From tumour promotion studies in mice there are some indications that cresols may act as promotor (Boutwell and Bosch 1959). In cell transformation assays in vitro the transforming activity of o-cresol was evaluated as inconclusive in the presence of a metabolic activation system (CMA 1989) whereas without a metabolic activation system no activity was detected (Pepper, Hamilton and Scheetz 1981).

In 2007, US Health and Human Services published a Toxicity and Carcinogenicity Study in which only male rats or only female mice were fed m/p-cresol mixture (60:40) over a period of two years without interim kill (US Department of Health and Human services, 2007). Neither absolute/relative organ weights nor blood biochemistry data were reported so far. The report contains only histopathological data.

In the two studies, that were performed with rats, male F344/N rats received 0, 1500, 5000, and 15000 ppm m-/p-cresol daily for 105 weeks in the diet. Under the condition of these 2-year studies, there was equivocal evidence of carcinogenic activity on m-/p-cresol based on the 4/50 male rats with renal tubular adenomas. The incidence of these neoplasms was not significant but exceeded the historical control data of the laboratory for feeding studies (1/297).

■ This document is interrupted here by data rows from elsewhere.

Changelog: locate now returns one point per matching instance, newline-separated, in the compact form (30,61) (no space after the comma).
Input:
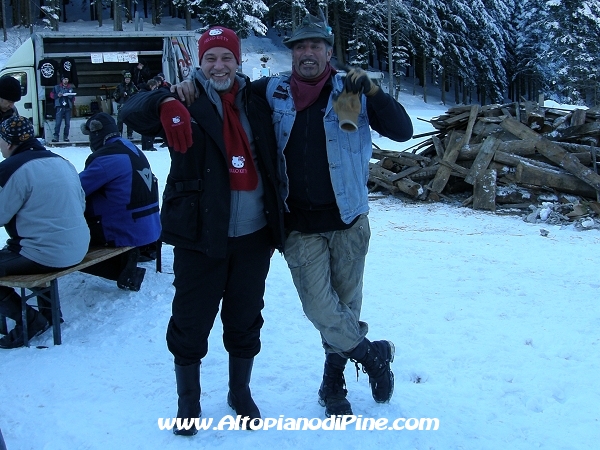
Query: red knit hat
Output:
(219,37)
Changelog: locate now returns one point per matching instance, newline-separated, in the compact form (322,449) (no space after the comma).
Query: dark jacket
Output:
(196,202)
(124,92)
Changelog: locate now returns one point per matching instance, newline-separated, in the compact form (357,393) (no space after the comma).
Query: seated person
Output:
(121,200)
(41,208)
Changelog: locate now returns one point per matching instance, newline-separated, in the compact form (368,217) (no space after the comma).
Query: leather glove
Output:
(176,122)
(357,81)
(347,106)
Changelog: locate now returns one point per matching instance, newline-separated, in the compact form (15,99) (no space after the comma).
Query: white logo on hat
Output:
(238,162)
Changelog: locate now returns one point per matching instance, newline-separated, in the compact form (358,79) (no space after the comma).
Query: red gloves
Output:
(176,122)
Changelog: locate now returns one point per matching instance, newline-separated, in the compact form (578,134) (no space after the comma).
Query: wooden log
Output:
(439,147)
(518,147)
(561,181)
(457,171)
(425,173)
(404,173)
(578,117)
(484,191)
(443,174)
(514,160)
(554,152)
(409,187)
(579,131)
(483,159)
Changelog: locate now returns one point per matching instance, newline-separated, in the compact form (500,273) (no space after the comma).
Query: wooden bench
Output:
(45,285)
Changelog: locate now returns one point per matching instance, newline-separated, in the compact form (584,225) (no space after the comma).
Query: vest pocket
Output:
(180,213)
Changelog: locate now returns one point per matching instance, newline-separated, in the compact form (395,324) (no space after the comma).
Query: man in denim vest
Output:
(323,169)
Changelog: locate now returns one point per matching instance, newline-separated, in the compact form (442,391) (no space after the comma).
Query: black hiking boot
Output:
(375,358)
(332,393)
(188,402)
(239,396)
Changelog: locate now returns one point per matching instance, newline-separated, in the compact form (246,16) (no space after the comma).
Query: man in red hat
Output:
(64,99)
(222,214)
(323,168)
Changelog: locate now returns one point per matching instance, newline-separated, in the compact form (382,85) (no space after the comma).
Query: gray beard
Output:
(220,85)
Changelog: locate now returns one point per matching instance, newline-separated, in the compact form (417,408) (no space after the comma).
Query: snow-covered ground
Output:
(495,327)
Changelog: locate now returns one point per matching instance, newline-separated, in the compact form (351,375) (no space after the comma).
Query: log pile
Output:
(499,156)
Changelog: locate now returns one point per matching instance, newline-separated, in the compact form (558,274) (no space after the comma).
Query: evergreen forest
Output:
(484,51)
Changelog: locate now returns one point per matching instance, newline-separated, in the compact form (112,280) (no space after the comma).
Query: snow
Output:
(495,327)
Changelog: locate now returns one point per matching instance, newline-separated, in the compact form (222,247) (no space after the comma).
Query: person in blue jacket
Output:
(121,200)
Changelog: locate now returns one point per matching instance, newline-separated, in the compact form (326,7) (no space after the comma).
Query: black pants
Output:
(200,284)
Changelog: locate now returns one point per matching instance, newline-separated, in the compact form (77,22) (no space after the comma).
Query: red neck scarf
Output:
(305,91)
(242,173)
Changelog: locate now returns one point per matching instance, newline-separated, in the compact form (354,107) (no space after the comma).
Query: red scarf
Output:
(305,91)
(242,173)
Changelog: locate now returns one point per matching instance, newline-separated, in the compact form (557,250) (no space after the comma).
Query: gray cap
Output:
(312,27)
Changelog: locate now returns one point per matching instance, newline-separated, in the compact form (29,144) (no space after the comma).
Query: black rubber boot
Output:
(36,325)
(132,276)
(332,393)
(239,396)
(376,358)
(188,392)
(10,306)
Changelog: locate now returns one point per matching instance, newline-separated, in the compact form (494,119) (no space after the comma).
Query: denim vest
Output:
(348,153)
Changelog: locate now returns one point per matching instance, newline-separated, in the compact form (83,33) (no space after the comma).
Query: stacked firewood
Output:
(498,156)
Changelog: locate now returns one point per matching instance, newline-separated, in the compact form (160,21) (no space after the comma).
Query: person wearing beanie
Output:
(122,94)
(41,208)
(10,93)
(121,200)
(64,99)
(326,209)
(222,214)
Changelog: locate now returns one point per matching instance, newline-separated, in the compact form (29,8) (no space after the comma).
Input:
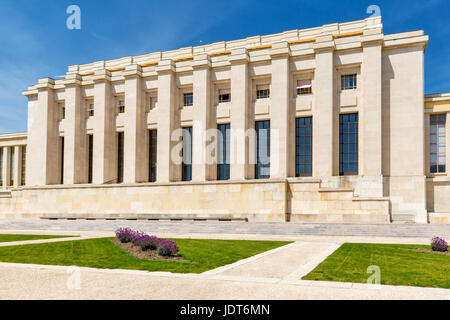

In the mouse study female B6C3F1 mice received in 0, 1000, 3000, 10000 ppm of the m-/p-cresol mixture for 106-107 weeks in the diet. Under the conditions of these 2-year studies there was some evidence of carcinogenic activity of m-/p-cresol mixture based on the increased incidence of fore stomach squamous cell papillomas. However, there is no human counterpart for the rodent fore stomach (Proctor 2007). Therefore, the fore stomach squamous cell paplillomas are of minor significance for the human situation. In addition, due to the corrosive property of cresols, chronic irritation is expected to be the mode of action.